Le programme facilitera la mise en œuvre de l’accord de paix et de la stratégie de développement à moyen terme de la RCA. La politique budgétaire s’attachera à accroître les recettes, à hiérarchiser les dépenses et à consolider la gestion des finances publiques, de manière à permettre, à moyen terme, de répondre de façon viable aux besoins de financement considérables de la RCA dans le domaine social ainsi qu’en matière de sécurité et d’infrastructures. Les réformes structurelles auront pour objectif d’améliorer la capacité de l’État à formuler et à mettre en œuvre les politiques et les réformes nécessaires, de renforcer la gouvernance et d’éliminer les goulots d’étranglement et les obstacles réglementaires à l’investissement privé.
Les perspectives à moyen terme demeurent globalement favorables, pourvu que la sécurité soit maintenue. Compte tenu de la lenteur de la mise en œuvre de l’accord de paix prend du temps. Aussi, les projections macroéconomiques écartent l’hypothèse d’une résurgence du conflit mais tiennent compte du fait que la paix est encore loin d’avoir porté tous ses fruits.
La croissance devrait atteindre 5 % à moyen terme sous l’effet de la reprise du secteur minier, de la mise en œuvre de réformes structurelles et de la réduction progressive des blocages dans les secteurs de l’énergie et des transports. A moyen terme, l’inflation devrait rester inférieure au plafond de 3 % fixé par la CEMAC.
Le déficit du compte courant est censé se stabiliser autour de 5½ % du PIB, étant donné que l’amélioration du solde des biens et services devrait globalement compenser la baisse des transferts officiels. Le solde primaire intérieur devrait se stabiliser autour de 2½ %, ce qui permettrait au ratio dette/PIB de baisser progressivement. Face à des recettes moins abondantes que prévu, les autorités sont déterminées à maîtriser le solde primaire intérieur.
Ce nouveau programme permettra de catalyser des financements concessionnels extérieurs d’autres partenaires de développement, ce qui est décisif pour permettre à la RCA de sortir de sa situation de fragilité.
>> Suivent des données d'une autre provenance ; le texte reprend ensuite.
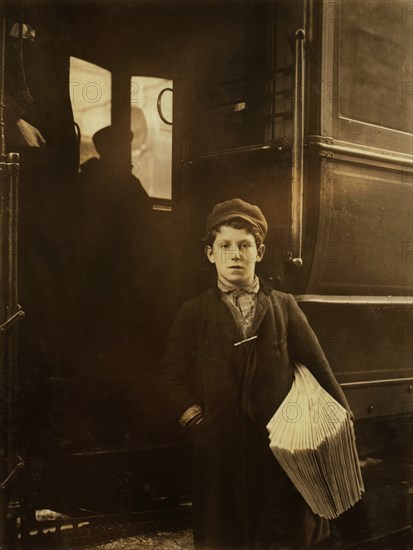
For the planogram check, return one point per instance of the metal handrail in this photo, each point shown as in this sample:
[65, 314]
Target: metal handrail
[294, 253]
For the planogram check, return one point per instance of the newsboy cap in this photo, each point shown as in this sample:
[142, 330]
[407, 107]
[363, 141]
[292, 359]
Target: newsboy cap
[237, 208]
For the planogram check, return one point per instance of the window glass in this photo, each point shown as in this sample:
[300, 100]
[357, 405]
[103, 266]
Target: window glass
[90, 94]
[152, 141]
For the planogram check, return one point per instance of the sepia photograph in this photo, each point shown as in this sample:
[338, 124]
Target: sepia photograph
[206, 274]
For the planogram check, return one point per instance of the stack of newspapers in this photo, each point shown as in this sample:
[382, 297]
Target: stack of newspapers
[312, 437]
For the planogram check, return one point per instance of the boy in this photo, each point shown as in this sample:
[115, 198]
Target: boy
[227, 368]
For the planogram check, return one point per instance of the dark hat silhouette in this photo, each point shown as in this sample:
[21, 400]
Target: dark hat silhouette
[110, 135]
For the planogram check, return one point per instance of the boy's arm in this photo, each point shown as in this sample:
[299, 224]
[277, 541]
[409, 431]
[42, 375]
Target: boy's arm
[178, 359]
[305, 348]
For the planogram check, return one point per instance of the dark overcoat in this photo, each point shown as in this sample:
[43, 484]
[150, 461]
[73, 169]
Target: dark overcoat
[241, 497]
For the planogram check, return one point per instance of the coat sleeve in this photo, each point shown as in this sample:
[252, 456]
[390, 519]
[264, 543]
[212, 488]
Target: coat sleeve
[178, 361]
[305, 348]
Le FMI poursuivra également ses nombreuses activités de développement des capacités dans des domaines correspondant aux objectifs du programme.
Cependant, des risques élevés continuent de peser sur ces perspectives économiques. Les incertitudes et les pressions politiques pourraient nuire à la mise en œuvre des politiques et des réformes à l’approche des élections présidentielles et législatives de 2020–21. De plus, une nouvelle flambée de violence pourrait aggraver la crise humanitaire et l’instabilité politique.